Göynük’ü hiç görmemiştim; dağ tepesinde, tarih yanı ağır basan, küçük ve şirin bir kasaba olduğunu öğrenmiştim. Normal saydığım hızımla ilerliyordum; artık ova ya da o anlamda olabilecek yerleri geride bırakmıştım; küçük tepelerden dağlara tırmanıyordum; fado yayını bitmişti, radyonun program yapımcısı Vivaldi’den örnekler yayınlayacaklarını anons etti; ama önce yaşam öyküsü... Vivaldi’nin müziğinden keyif aldığımı söyleyebilirim; ama yaşam öyküsünü bilmiyordum, bugüne dek merak etmemiştim ya da zamanım olmamıştı veya tembellik etmiştim; o an öğrenmek için güzel bir fırsattı.. Dağlara tırmanmaya başlayana kadar geçen zaman içinde yaşam öyküsünü dinleyip öğrendim. Kulaklarım müzikte, gözlerim hem yolda hem de doğadaydı. Sağ ve sol yanımda gördüklerim cennetten birer örnekti sanki; tam karşımdaki dağların tepeleri ise karla kaplıydı; sağda durdum, fotoğraf makinemi çıkardım, zumla karlı ve sisli tepelerin resmini çektim. Arabama döndüğümde radyoda Vivaldi sona ermişti, şimdi, Beethoven’ın dokuzuncu senfonisi çalınıyordu, radyonun sesini sonuna kadar açtım, yola koyuldum. Dağlara dokuzuncu senfoninin ihtişamıyla tırmanmanın tadı bir başkaydı. Bu ihtişamı önceki yıllardan biliyordum, bir yönüyle benim keyifli alışkanlığım olmuştu; uzun yolculuk yaparken yanımda Beethoven kasetini bulunduruyor, defalarca dokuzuncu senfoniyi dinliyordum; bugün kasete gerek kalmadı.

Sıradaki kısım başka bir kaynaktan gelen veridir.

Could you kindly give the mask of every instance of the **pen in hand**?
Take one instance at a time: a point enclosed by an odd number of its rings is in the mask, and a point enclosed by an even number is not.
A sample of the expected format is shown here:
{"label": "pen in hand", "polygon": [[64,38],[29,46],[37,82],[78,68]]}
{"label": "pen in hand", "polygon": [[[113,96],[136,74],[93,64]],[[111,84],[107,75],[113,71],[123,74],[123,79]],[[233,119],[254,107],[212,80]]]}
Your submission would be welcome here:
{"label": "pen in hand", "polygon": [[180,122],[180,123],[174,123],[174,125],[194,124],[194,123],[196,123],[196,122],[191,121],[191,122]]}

Göynük’e gün batımından bir saat kadar önce girdim. Avuç içi kadar şirin bir kasaba... Tabii, ilk işim otel aramak oldu. Pansiyon çokmuş; ama düzgün bir otel tekmiş. O otele girdim, resepsiyondaki görevli, “Yerimiz yok; ama isterseniz sizi konakta misafir edelim,” dedi. “Nasıl,” dedim. “Konak restore edildi, orada da otel hizmeti veriyoruz,” diye açıkladı; sadece “Fiyat farkı var,” diye anlattı. “Tamam” dedim. Bana bir anahtar uzattı; konağın anahtarıymış. “Şu an orada kimse yok, boş; dilediğin odada kal,” dedi ve konağı tarif etti. Aldım anahtarı konağa gittim; babamın malı gibi kapıyı açtım girdim içeri. Sokaktan giriş bahçeye göre konağın ikinci katıymış, bir de üçüncü kat varmış; üçüncü katta, muhteşem salondan girilen odalardan birini tercih ettim ve yerleştim. Salon ve tüm odalar eski gelenek ve göreneklerimize göre, son yıllarda Türk evleri dedikleri tarzda düzenlenmişti; bu, benim için yeni bir yaşam biçimiydi; hoştu!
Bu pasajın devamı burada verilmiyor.